Fast on the heels of Governor Andrew Cuomo’s proposal to study the feasibility of legalizing recreational marijuana, state lawmakers introduced legislation to the Senate and Assembly to allow the use of medical marijuana to treat “opioid use disorder.” Assemblyman Daniel O’Donnell (D-Manhattan), who introduced the measure, got the bill approved by the Assembly Health Committee with a 23-1 vote last month.
“We have an opioid crisis and people are dying, and this may be a path to keep people from dying and keep them from relapsing,” said O’Donnell to the New York Daily News.
O’Donnell along with other supporters of the bill point to research that shows access to medical marijuana helps reduce opioid dependency, addiction and death.

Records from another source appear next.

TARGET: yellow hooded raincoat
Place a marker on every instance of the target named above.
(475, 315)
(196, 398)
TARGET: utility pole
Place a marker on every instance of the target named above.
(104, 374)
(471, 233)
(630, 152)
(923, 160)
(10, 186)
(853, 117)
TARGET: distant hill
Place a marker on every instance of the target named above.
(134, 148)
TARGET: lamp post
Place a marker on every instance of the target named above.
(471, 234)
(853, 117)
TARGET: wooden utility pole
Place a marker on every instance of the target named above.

Medical marijuana, in fact, appears to be an “exit drug” from the opioid epidemic, which kills nearly a hundred Americans daily.

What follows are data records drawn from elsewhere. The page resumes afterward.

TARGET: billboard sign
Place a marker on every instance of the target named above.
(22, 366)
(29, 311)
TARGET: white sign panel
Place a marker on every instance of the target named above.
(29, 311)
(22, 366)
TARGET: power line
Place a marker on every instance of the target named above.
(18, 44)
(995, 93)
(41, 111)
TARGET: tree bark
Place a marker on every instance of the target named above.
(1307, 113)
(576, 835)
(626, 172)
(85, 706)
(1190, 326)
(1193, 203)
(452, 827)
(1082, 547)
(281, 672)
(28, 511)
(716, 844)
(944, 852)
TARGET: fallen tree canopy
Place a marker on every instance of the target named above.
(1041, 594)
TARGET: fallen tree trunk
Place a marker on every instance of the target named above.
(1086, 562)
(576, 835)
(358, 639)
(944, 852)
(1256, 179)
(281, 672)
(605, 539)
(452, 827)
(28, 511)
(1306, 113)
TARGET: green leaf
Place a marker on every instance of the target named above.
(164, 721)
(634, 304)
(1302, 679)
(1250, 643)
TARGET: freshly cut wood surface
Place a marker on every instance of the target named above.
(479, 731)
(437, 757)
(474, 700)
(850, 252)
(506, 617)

Senator Diane Savino (D-Staten Island), who sponsored the medical marijuana legalization bill that went on to become law in 2014, is backing this bill with the hopes of getting it approved by June—when legislative sessions come to a close.
NY Could Be the First State to Recognize Marijuana for Opioid Use Disorder
If the bill passes the Senate and Governor Cuomo then signs the bill into law, opioid use disorder would further expand the list of New York’s qualifying conditions, which includes cancer, epilepsy, chronic pain and most recently post-traumatic stress disorder (PTSD). It would also make New York the first state to recognize medical marijuana as a possible solution for opioid dependency and addiction. And it could serve as a catalyst for other states to follow suit—while flying in the face of anti-marijuana rhetoric put forward by Chris Christie, who chairs the President’s Commission on Combating Drug Addiction and the Opioid Crisis.

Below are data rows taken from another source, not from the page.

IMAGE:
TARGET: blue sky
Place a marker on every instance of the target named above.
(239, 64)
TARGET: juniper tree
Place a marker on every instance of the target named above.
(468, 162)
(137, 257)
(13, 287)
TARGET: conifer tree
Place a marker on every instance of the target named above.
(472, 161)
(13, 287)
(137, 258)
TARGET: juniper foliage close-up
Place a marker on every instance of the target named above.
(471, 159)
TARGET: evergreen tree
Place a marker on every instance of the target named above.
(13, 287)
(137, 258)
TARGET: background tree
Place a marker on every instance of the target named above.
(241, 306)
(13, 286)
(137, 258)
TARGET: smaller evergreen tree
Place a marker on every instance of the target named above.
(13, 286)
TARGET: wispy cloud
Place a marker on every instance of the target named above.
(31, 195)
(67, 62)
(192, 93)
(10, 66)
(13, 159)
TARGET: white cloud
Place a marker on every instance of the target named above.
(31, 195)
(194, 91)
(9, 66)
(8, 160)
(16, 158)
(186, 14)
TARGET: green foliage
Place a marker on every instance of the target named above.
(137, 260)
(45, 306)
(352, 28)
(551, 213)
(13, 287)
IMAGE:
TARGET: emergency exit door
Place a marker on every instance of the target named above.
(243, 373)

Christie continues to ignore a growing body of evidence that finds cannabis to be a safer alternative to opioids when it comes to relieving chronic pain. And he refuses to acknowledge that there might be something to the fact that opioid-related deaths have dropped in Colorado where recreational marijuana is legal.
Meanwhile, public opinion has likely swayed Governor Cuomo, who once called cannabis a “gateway drug [that] leads to other drugs.” He’s since reconsidered his stance and is proposing a cost, benefit and risk analysis of legalizing marijuana for adult use.
Time will tell if New York will take a page out of New Jersey’s book to move “full weed ahead” with recreational marijuana. In the meantime, getting opioid use disorder approved will be a good step towards further opening up the medical marijuana program, which currently includes 43,250 certified patients.